US20160179627A1

US20160179627A1 - Method and system for checkpointing a global state of a distributed system

Info

Publication number: US20160179627A1
Application number: US14/908,131
Authority: US
Inventors: Maurizio Dusi; Luca Fiori; Francesco Gringoli
Original assignee: NEC Europe Ltd
Current assignee: NEC Europe Ltd
Priority date: 2013-07-30
Filing date: 2013-07-30
Publication date: 2016-06-23
Also published as: WO2015014394A1

Abstract

A method for check pointing a global state of a distributed system with one or more distributed applications organized in a directed acyclic graph topology includes, upon receiving a marker in an active input channel of a first task application, putting an active input channel on hold, performing check pointing by saving an internal state of the first task application when all input channels have received a marker and are put on hold, forwarding the marker via all output channels of the first task application to at least one other task application of the one or more task applications, and reactivating all input channels of the first task application, wherein the global state is a union of all internal states of the task applications after each of the one or more task applications has been check pointed.

Description

CROSS REFERENCE TO RELATED APPLICATIONS

This application is a U.S. National Stage Application under 35 U.S.C. §371 of International Application No. PCT/EP2013/066040 filed on Jul. 30, 2013.The International Application was published in English on Feb. 5, 2015 as WO 2015/014394 A1 under PCT Article 21(2).

FIELD

The present invention relates to a method for check pointing a global state of a distributed system with one or more distributed applications, wherein the one or more distributed applications are organized in a directed acyclic graph topology, and wherein sources providing data to one or more tasks each having one or more input channels and one or more output channels for exchanging processed data between tasks. The present invention further relates to a distributed system with one or more distributed applications on a plurality of nodes.

BACKGROUND

Check pointing techniques are used in distributed computing systems for recording a consistent global state of an asynchronous system. When an application running on such a system is composed of several processes or tasks each of them running in parallel and exchanging messages between each other through connecting channels check pointing takes a snap shot of each process at a given point in time in terms of which messages the process is elaborating and the states of its internal variables, for example the value of some counters and takes a snap shot of each channel in terms of the messages sent but not yet received. The global state is given by the union of the internal state of each process and of all the channels. The execution of the application can be resumed from the latest snap shot in case of a system failure.
The time needed to complete the check pointing operation is in particular important in real-time applications having usually a high message rate. Messages coming into the system cannot be controlled but must be processed.
Conventional check pointing techniques have to serialize the state of each channel resulting in a high message rate. One of the drawbacks is therefore that the operation of serializing the state of each channel heavily slows down the entire execution which might also lead to violate real-time requirements.
One of the conventional techniques for check pointing of applications running on distributed computing systems is based on the so-called Chandy-Lamport algorithm based on the non-patent literature of K. Mani Chandy and Leslie Lamport. 1985, “Distributed snapshots: determining global states of distributed systems”,ACM Trans. Comput. Syst. 3, 1 (February 1985), 63-75. DOI=10.1145/214451.214456, http://doi.acm.org/10.1145/214451.214456. The algorithm uses marker messages and ensures that a consistent global state of a distributed computing system can be saved under the following assumptions:

- 1. There are no failures and all messages arrive intact and only once.
- 2. The communication channels are unidirectional and First-In-First-Out (FIFO) ordered.
- 3. There is a communication path between any two processes in the system
- 4. Any process may initiate the snapshot algorithm.
- 5. Each process in the system records its local state and the state of its incoming channels.
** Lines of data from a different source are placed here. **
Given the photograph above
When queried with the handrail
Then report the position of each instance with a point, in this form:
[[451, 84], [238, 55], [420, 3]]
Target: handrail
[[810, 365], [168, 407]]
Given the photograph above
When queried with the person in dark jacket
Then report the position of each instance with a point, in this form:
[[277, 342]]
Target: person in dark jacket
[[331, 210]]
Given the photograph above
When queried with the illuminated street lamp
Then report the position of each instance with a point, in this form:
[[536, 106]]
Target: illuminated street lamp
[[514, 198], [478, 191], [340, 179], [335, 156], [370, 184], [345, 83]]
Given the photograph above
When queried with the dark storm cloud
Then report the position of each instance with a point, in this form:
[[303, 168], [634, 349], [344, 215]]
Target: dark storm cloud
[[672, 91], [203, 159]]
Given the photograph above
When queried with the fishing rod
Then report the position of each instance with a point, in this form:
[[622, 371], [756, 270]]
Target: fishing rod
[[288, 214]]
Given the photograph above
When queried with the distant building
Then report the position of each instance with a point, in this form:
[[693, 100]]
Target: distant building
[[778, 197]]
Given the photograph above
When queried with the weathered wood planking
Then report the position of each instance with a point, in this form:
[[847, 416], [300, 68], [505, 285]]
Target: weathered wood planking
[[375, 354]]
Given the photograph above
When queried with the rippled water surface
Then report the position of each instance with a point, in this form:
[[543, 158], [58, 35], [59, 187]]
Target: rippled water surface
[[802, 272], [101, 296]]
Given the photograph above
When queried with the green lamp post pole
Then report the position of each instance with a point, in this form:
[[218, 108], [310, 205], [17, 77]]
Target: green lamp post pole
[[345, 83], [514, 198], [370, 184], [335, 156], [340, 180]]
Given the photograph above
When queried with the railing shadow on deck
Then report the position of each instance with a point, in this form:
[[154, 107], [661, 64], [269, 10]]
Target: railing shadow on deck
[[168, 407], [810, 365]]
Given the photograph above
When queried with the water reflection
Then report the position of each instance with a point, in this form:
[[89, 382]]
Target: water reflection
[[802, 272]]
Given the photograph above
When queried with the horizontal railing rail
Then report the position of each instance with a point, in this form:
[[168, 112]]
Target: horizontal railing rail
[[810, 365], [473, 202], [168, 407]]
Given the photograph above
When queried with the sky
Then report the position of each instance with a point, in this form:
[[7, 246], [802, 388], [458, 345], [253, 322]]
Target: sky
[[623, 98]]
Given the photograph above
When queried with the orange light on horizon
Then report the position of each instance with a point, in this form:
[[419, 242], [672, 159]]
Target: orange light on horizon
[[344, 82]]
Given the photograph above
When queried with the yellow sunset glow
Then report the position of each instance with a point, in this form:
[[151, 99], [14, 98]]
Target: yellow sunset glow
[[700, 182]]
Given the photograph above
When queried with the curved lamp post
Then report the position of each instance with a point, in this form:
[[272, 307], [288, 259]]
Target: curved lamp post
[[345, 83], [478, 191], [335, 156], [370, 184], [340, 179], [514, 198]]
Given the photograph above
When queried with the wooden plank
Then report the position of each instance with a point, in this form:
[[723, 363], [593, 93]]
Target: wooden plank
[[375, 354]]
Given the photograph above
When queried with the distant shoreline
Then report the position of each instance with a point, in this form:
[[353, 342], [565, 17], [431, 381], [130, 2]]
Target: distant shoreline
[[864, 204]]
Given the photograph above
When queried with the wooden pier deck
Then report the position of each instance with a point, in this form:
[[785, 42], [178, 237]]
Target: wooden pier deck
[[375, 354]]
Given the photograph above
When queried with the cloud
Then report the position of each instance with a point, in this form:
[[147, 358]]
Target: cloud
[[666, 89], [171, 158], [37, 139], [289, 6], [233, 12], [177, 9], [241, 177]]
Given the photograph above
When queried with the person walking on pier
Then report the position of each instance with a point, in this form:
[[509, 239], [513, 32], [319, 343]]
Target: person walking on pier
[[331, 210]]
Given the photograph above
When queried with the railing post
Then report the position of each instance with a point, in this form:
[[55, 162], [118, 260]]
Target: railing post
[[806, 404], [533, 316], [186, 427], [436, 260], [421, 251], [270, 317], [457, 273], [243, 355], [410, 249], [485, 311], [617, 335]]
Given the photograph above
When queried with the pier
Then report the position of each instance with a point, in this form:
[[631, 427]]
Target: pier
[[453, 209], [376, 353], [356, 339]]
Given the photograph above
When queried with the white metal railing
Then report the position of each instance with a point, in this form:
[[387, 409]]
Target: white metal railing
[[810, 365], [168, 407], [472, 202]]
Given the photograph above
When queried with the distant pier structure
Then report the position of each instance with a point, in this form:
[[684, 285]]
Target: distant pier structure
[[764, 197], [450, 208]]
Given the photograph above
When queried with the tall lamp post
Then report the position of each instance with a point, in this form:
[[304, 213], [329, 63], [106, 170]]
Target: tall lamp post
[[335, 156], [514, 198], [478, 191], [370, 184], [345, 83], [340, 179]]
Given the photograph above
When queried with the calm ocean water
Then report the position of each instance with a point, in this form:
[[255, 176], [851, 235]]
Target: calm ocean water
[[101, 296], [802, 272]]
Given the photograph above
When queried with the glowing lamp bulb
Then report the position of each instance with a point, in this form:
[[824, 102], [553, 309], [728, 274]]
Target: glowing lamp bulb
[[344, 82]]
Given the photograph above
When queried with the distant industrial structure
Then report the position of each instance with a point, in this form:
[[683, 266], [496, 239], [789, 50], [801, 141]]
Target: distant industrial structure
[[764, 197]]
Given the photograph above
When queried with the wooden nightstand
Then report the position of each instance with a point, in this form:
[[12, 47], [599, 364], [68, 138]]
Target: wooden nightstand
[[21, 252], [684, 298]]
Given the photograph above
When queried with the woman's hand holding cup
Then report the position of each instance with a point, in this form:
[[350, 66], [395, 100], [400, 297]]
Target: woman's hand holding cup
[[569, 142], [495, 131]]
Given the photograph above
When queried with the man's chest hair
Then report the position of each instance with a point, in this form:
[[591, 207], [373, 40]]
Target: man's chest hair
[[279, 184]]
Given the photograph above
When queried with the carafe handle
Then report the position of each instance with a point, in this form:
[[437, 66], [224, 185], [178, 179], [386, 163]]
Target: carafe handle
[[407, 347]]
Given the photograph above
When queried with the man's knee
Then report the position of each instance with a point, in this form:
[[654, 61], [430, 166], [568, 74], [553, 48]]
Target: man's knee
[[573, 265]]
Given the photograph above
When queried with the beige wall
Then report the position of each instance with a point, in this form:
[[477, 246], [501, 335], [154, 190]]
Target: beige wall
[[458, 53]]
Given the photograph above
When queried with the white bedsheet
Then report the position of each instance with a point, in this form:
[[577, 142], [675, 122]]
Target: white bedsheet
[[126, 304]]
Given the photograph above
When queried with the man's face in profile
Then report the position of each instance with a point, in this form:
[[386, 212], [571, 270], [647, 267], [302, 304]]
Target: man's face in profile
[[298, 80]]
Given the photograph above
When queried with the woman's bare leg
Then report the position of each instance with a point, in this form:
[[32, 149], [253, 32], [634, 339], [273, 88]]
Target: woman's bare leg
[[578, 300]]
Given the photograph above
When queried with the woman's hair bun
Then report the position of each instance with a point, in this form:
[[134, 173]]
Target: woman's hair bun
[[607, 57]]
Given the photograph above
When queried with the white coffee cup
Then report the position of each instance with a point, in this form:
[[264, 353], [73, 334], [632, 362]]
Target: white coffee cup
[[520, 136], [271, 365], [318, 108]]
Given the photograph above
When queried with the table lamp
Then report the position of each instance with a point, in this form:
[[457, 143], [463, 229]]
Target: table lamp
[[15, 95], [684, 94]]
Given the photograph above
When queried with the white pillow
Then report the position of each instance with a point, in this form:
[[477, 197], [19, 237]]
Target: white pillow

The Chandy-Lamport algorithm has, inter alia, the drawback that it requires to save for each process both its internal state and the state of all its input channels. Saving the state of the channels requires to (de)serialize messages slowing down the execution and systems with high message rates, which is in particular typical in stream applications.

SUMMARY

In an embodiment, the present invention provides a method for check pointing a global state of a distributed system with one or more distributed applications organized in a directed acyclic graph topology, wherein one or more source applications provide data to one or more task applications each having one or more input channels and one or more output channels for exchanging processed data with others of the one or more task applications, wherein at least one of the one or more task applications processes data received on its input channels sends processed data out on one or more of its output channels to at least one other of the one or more task applications, and wherein one or more destinations collect processed data. The method includes, upon receiving a marker in an active input channel of a first task application, putting the input channel on hold; performing check pointing by saving an internal state of the first task application when all input channels have received a marker and are on hold; forwarding the marker via all output channels of the first task application to at least one other task application of the one or more task applications; and reactivating the input channels of the first task application, wherein the global state is a union of all internal states of the task applications after each of the one or more task applications has been check pointed.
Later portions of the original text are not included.